An Overlap Construction for Relative Linear Extension Ratios

Maseeh Ghodsi

math.CO Jul 11, 2026 · v1
The deductive core—continuant floor bound, residue-counting steps, and case analysis of the main theorem—is machine-checked in Lean 4 using its standard library.
Chan and Pak introduced the relative linear extension ratio $ρ(P,x)=e(P)/e(P-x)$, where $e(P)$ is the number of linear extensions of a finite poset $P$, and let $ν(c,d)$ be the least number of elements of a poset that realizes $ρ(P,x)=d/c$. They proved that $ν(c,d)\le d/c+O(\log d\log\log d)$ for $d\ge 3c$, and asked whether the hypothesis $d\ge 3c$ can be relaxed to $d\ge(1+\varepsilon)c$ or removed. We prove the fixed-gap form of this question: for every fixed $\varepsilon>0$, $ν(c,d)\le \frac{d}{c}+O_{\varepsilon}(\log d\log\log d)$ whenever $d\ge(1+\varepsilon)c$, and the implied constant is absolute once $d\ge 2c$. The new ingredient is a one-element overlap construction: if $x$ is minimal in $P$ and $y$ is minimal in $Q$, then there is a poset $R$ with $|R|=|P|+|Q|-1$ and an element $z$ such that $ρ(R,z)=ρ(P,x)+ρ(Q,y)-1$. Together with the continued-fraction construction of Chan and Pak and Rukavishnikova's tail bound for sums of partial quotients, this removes the factor $3$ in their range. We also show that the fixed-gap hypothesis is essentially optimal for this construction. In the range $1 < d/c < 2$, with $h=d-c$, the size bound the construction can certify is at least $\lfloor c/h\rfloor$, so the method reaches the stated error term only when $h$ is at least of order $c/(\log c\log\log c)$. The remaining obstruction to removing the hypothesis is a short-interval problem for sums of partial quotients, which we describe. The deductive part of the argument has been checked with the Lean proof assistant.
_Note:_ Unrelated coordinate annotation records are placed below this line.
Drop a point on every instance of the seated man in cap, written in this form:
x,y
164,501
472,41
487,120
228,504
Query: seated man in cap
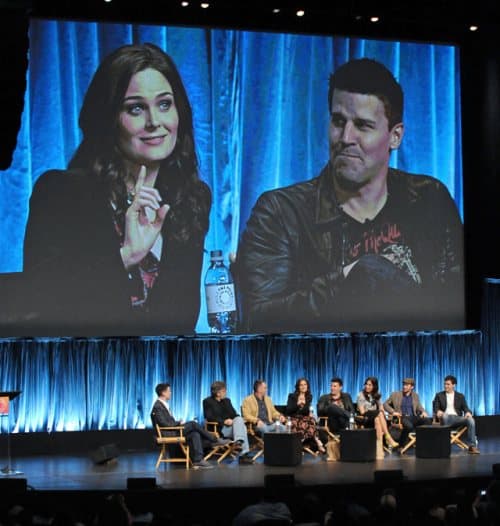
x,y
406,404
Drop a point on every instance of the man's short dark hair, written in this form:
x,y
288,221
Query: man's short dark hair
x,y
369,77
160,388
216,387
257,384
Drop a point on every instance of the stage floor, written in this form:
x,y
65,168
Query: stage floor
x,y
79,473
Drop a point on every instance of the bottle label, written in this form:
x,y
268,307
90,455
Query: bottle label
x,y
220,298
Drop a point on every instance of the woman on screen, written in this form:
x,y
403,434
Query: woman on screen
x,y
298,408
371,414
115,243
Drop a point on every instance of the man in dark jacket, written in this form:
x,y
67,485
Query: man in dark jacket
x,y
451,408
406,405
218,408
337,406
161,415
362,246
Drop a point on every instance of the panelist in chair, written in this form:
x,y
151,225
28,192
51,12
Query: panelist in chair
x,y
218,408
161,415
371,414
336,405
298,408
406,405
259,410
451,409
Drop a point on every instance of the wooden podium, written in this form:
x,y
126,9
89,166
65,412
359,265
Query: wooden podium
x,y
5,399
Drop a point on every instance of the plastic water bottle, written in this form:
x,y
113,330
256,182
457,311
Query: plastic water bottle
x,y
351,421
277,426
219,292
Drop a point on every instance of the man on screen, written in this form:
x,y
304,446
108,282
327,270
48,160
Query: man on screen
x,y
362,246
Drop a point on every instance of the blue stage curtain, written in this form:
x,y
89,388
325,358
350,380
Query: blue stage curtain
x,y
260,112
490,323
78,384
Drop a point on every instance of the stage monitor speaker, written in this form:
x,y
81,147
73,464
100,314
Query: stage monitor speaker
x,y
9,486
139,483
281,481
104,454
388,475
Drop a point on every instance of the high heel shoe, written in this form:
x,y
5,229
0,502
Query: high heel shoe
x,y
321,447
392,443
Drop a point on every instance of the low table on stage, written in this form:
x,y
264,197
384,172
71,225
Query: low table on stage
x,y
282,449
358,445
5,399
433,441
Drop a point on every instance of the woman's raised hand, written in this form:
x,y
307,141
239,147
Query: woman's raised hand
x,y
143,221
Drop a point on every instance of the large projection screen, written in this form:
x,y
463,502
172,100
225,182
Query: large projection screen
x,y
278,161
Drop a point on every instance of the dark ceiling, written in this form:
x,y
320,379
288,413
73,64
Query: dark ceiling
x,y
441,20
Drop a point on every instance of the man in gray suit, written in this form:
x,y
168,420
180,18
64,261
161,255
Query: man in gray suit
x,y
406,405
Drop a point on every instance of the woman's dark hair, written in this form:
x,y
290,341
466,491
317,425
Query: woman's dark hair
x,y
160,388
451,378
178,181
369,77
375,394
216,387
308,394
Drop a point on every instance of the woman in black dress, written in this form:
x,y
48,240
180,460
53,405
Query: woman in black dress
x,y
114,244
298,408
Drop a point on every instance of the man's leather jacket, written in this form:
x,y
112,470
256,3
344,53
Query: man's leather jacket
x,y
290,259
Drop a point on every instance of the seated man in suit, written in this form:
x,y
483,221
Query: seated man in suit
x,y
406,405
259,409
194,433
336,405
218,408
451,409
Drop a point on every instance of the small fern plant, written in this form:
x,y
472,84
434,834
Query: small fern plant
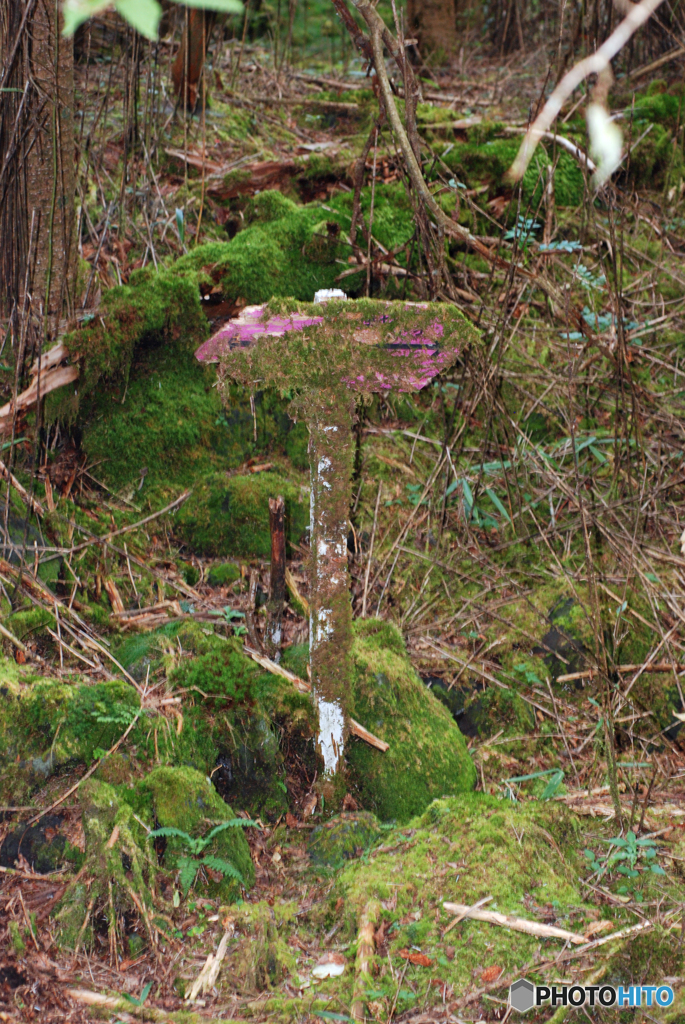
x,y
189,863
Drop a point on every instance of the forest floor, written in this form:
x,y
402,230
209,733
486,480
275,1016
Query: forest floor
x,y
519,522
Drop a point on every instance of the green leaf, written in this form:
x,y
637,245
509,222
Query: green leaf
x,y
217,864
231,823
187,870
468,498
224,6
143,15
497,503
180,226
553,785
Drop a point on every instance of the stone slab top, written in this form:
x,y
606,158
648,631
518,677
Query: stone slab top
x,y
367,345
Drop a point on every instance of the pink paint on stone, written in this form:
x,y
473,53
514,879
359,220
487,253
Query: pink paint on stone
x,y
419,346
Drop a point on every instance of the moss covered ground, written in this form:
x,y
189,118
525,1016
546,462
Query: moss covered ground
x,y
515,570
Chan and Pak defined the relative linear extension ratio ρ(P,x)=e(P)/e(P-x) and ν(c,d), the least size of a poset realizing ρ=d/c, proving ν(c,d)≤d/c+O(log d log log d) for d≥3c. They asked whether the hypothesis d≥3c can be relaxed to d≥(1+ε)c or removed.

A one-element overlap construction is introduced: for minimal x∈P and y∈Q, a poset R with |R|=|P|+|Q|-1 satisfies ρ(R,z)=ρ(P,x)+ρ(Q,y)-1, merging the two auxiliary elements of the earlier flip-flop construction. Combined with the continued-fraction construction and Rukavishnikova's tail bound for sums of partial quotients, this removes the factor 3. The deductive part is checked in Lean 4: the continuant floor bound, the two residue-counting injections and pigeonhole choice are proved unconditionally, and the main theorem is formalized conditionally on three imported inputs, with the overlap identity verified by exhaustive enumeration.

For every fixed ε>0, ν(c,d)≤d/c+O_ε(log d log log d) whenever d≥(1+ε)c, with an absolute implied constant once d≥2c. The fixed-gap hypothesis is shown essentially optimal for this construction, since for 1<d/c<2 with h=d-c the certifiable size is at least ⌊c/h⌋.